Aubusson : les tapissiers dans la rue contre la concurrence étrangère
Illustration Jean Faucher / info.fr

Une cinquantaine d'artisans tapissiers ont manifesté à Aubusson le 2 avril 2026. Ils dénoncent une concurrence étrangère jugée déloyale, qui menace un secteur de 250 emplois et 60 entreprises en Creuse.

Le cortège s’est formé dans les rues d’Aubusson en ce début d’avril. Des artisans tapissiers, leurs représentants syndicaux et quelques élus locaux ont battu le pavé pour alerter sur la situation du secteur. Le message est simple : le savoir-faire aubussonnais, reconnu par l’UNESCO depuis 2009 comme patrimoine culturel immatériel de l’humanité, ne peut pas survivre face à des importations produites à des coûts sans commune mesure avec ceux pratiqués en Creuse.

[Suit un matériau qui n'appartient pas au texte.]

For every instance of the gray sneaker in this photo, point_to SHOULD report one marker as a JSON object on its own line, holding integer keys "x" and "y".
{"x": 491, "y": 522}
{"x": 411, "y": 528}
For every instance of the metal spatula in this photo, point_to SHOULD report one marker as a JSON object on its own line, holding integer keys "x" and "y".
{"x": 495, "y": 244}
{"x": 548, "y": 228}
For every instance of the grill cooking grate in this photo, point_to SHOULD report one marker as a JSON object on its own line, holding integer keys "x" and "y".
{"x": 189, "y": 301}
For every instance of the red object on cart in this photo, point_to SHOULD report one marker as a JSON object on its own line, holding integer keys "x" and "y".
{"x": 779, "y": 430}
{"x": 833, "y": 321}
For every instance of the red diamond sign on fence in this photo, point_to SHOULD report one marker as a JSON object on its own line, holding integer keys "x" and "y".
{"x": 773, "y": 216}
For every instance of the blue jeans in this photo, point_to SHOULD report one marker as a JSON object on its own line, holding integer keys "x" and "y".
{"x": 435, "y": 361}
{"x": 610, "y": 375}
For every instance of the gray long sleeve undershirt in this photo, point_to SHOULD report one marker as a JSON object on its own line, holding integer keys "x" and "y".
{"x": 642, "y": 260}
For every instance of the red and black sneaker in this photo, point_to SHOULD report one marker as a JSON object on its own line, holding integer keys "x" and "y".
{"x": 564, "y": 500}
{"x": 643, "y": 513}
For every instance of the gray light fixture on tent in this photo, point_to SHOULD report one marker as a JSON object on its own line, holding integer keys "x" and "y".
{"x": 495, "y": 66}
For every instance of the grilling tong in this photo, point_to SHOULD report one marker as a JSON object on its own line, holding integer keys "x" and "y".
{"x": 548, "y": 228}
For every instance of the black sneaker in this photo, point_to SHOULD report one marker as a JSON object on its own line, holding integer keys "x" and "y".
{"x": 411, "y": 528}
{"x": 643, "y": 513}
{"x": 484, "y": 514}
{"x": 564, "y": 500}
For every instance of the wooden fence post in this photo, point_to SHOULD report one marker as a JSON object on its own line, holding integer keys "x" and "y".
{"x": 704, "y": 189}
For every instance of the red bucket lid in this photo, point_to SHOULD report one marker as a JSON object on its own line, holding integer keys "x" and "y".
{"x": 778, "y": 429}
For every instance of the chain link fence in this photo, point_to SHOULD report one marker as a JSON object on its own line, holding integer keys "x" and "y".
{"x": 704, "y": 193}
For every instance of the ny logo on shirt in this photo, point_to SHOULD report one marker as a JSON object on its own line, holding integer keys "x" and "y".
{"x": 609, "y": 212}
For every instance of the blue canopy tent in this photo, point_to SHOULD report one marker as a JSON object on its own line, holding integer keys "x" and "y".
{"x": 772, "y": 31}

Un écart de coûts difficile à absorber

Le grief central des manifestants porte sur le différentiel de coût du travail. Des produits commercialisés sous des appellations proches de la tapisserie d’Aubusson arrivent sur le marché français à des prix que les ateliers locaux ne peuvent pas concurrencer. La Convention Collective de la Tapisserie d’art d’Aubusson-Felletin (IDCC 131), qui s’applique en 2026, fixe des conditions de travail et de rémunération que ses signataires respectent. Leurs concurrents étrangers, eux, n’y sont pas soumis.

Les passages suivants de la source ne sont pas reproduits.